Sonne of man, thy brethren, euen thy brethren, the men of thy kindred, and all the house of Israel, wholy are they vnto whome the inhabitants of Ierusalem haue said, Depart ye farre from the Lord: for the lande is giuen vs in possession.
16 Daarom zeg: Zo zegt de Heere HEERE: Hoewel Ik hen verre onder de heidenen weggedaan heb, en hoewel Ik hen in de landen verstrooid heb, nochtans zal Ik hun een weinig tijds tot een heiligdom zijn, in de landen, waarin zij gekomen zijn.

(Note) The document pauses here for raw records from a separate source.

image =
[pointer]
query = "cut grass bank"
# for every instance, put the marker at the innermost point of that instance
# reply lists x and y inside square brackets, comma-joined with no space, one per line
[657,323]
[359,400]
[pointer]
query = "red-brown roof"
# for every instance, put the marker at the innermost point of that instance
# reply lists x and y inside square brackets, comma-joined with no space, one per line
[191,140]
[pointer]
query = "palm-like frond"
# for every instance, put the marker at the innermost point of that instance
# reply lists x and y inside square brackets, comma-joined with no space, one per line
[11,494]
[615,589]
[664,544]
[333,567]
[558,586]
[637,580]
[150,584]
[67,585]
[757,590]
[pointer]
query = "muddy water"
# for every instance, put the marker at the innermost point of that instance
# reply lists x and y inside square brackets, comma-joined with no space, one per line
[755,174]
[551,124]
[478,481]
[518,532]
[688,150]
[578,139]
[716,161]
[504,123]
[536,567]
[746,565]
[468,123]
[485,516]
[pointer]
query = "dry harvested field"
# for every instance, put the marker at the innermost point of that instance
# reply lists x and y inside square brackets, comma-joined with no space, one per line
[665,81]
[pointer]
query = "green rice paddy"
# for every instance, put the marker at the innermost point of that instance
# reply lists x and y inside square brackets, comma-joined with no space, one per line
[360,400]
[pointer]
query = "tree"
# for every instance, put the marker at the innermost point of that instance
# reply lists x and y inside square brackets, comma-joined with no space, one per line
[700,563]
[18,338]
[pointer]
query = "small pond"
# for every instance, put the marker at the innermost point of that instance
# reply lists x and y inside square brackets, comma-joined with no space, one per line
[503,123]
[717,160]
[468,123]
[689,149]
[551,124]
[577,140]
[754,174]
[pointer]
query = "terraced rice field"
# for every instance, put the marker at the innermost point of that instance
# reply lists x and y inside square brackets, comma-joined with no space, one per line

Therefore say, Thus saith the Lord God, Although I haue cast them farre off among the heathen, and although I haue scattered them among the countreis, yet wil I be to them as a litle Sanctuarie in ye countreis where they shall come.
17 Daarom zeg: Alzo zegt de Heere HEERE: Ja, Ik zal ulieden vergaderen uit de volken, en Ik zal u verzamelen uit de landen, waarin gij verstrooid zijt, en Ik zal u het land Israels geven.
Therefore say, Thus saith the Lord God, I will gather you againe from the people, and assemble you out of the countreis where ye haue bene scattered, and I will giue you ye land of Israel.
18 En zij zullen daarhenen komen, en al deszelfs verfoeiselen en al deszelfs gruwelen van daar wegdoen.
And they shall come thither, and they shall take away all the idoles thereof, and all the abominations thereof from thence.
19 En Ik zal hun enerlei hart geven, en zal een nieuwen geest in het binnenste van u geven; en Ik zal het stenen hart uit hun vlees wegnemen, en zal hun een vlesen hart geven;
And I will giue them one heart, and I will put a newe spirit within their bowels: and I will take the stonie heart out of their bodies, and will giue them an heart of flesh,
20 Opdat zij wandelen in Mijn inzettingen, en Mijn rechten bewaren, en dezelve doen; en zij zullen Mij tot een volk zijn, en Ik zal hun tot een God zijn.
That they may walke in my statutes, and keepe my iudgements, and execute them: and they shall be my people, and I will be their God.
21 Maar welker hart het hart hunner verfoeiselen en hunner gruwelen nawandelt, derzelver weg zal Ik op hun hoofd geven, spreekt de Heere HEERE.
But vpon them, whose heart is towarde their idoles, and whose affection goeth after their abominations, I will lay their way vpon their owne heades, saith the Lord God.
22 Toen hieven de cherubs hun vleugelen op, en de raderen tegenover hen; en de heerlijkheid des Gods van Israel was over hen van boven.
Then did the Cherubims lift vp their wings, and the wheeles besides them, and the glorie of the God of Israel was vpon them on hie.
23 En de heerlijkheid des HEEREN rees op van het midden der stad, en stond op den berg, die tegen het oosten der stad is.
And the glorie of the Lord went vp from the middes of the citie, and stoode vpon the moutaine which is towarde the East side of the citie.
24 Daarna nam mij de Geest op, en bracht mij in gezicht door den Geest Gods in Chaldea tot de gevankelijk weggevoerden; en het gezicht, dat ik gezien had, voer van mij op.
Afterwarde the Spirite tooke me vp, and brought me in a vision by the Spirit of God into Caldea to them that were led away captiues: so the vision that I had seene, went vp from me.
25 En ik sprak tot de gevankelijk weggevoerden al de woorden des HEEREN, die Hij mij had doen zien.
Then I declared vnto them that were led away captiues, all the things that the Lord had shewed me.